Let me explain. The balance sheet of Northern Rock shows that just 4% of its money has been provided by its shareholders. 70% has been provided by bonds of one sort or another before it crashed and 22% by depositors, again, before it crashed. Creditors supplied the rest.

So who is of least concern in this whole issue? Especially now that the government is supplying 22% of the finance needed by the company? You've got it, the shareholders. And yet, yesterday the whole focus was on who will own that equity in the future.

Let me ask a serious question. If Northern Rock is going to be entirely dependent upon state aid for some time to come (and it now makes no odds what the EU says about this, if the finance isn't there the UK government won't be repaid in which case the aid will continue) why are we spending time worrying about whether Richard Branson wants to fold in his existing financial services business worth £200 million, or some other such ridiculous offer designed to get the chance to manage assets worth hundreds of times the price to be paid, and all backed by the UK government?

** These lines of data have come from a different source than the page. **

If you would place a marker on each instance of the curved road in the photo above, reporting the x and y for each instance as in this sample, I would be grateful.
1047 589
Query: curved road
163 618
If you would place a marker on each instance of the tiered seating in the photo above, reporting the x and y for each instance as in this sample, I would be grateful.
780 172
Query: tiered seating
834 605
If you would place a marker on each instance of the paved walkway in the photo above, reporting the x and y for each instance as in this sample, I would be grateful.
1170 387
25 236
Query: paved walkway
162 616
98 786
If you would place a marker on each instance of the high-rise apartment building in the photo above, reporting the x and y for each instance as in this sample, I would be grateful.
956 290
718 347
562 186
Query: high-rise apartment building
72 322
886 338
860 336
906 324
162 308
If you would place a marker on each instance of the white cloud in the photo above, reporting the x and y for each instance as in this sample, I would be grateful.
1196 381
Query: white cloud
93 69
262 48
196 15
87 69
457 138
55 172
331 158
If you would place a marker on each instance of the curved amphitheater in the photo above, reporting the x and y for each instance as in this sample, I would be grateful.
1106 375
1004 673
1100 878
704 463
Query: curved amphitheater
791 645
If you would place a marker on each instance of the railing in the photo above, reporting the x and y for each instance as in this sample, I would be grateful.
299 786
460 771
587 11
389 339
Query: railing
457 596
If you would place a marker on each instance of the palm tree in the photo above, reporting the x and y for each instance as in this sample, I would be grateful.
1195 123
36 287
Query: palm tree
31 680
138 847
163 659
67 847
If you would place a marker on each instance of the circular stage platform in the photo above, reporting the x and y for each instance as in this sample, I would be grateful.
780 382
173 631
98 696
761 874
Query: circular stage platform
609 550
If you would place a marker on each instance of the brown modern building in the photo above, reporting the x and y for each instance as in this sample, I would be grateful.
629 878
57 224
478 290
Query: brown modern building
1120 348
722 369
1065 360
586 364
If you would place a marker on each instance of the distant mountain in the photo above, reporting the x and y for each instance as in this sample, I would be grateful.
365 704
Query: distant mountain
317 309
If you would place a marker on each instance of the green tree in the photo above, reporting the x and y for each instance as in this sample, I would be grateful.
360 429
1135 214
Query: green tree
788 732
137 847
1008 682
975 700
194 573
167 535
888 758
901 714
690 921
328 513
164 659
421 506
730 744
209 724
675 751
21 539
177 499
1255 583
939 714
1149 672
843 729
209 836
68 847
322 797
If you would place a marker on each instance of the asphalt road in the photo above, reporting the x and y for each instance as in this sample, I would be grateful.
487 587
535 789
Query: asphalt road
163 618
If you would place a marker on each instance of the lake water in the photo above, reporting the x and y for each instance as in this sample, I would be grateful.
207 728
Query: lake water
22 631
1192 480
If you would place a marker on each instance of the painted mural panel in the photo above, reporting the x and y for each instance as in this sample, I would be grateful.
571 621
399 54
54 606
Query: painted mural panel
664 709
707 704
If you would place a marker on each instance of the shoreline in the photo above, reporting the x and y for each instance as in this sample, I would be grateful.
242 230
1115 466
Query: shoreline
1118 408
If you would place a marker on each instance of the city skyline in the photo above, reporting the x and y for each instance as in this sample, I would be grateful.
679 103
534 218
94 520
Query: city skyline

Rightly the opposition parties are calling upon the Chancellor to say how he will protect the investment (because that is what it is) the State now has in this bank. That investment does, because of the conditions attached to it give, the Treasury effective control of the bank. In that case, why bother with this distraction of pretending that its someone else's problem and right to turn this bank around and so get the government out of the hole it is in? Why not just say that the equity in the bank is now junk, that the government has effective control and will use it by taking a majority stake by converting that part of its loan that gives it a right to penal rate of interest into equity and will then trade the bank way out of the current position over time?

Purely economically this is the only rational route to follow. When you're in for this much money it makes no sense to pretend you can get out because of a takeover bid at knock down prices for the smallest part of the financing of the company. It's time instead to make big statements: that the government does believe it has a duty to have the asset managed in its own interests and only by owning it can it be sure that this is the case.

And more than that, this is maybe a time for the government to consider using the rump of Northern Rock as the springboard for change in the banking market. If it were to own a bank it could pioneer best practice: it could look at how to make banking more available to those who need banking services but cannot get them. It could look at how to use the bank to beat the curse of the doorstep lender who so plagues much of the north of England, where Northern Rock is based. And it could use it to trial openness and transparency in this sector.

Now is the time to be brave Alistair. This is not the time to take the punches. Please get on and nationalise this bank: it's the only way forward until it has been put back on its feet, re-established in the market and has proven worth. Let's put this in context. All I'm asking you to do is behave like the private equity players you and Gordon so admire. Is that so hard?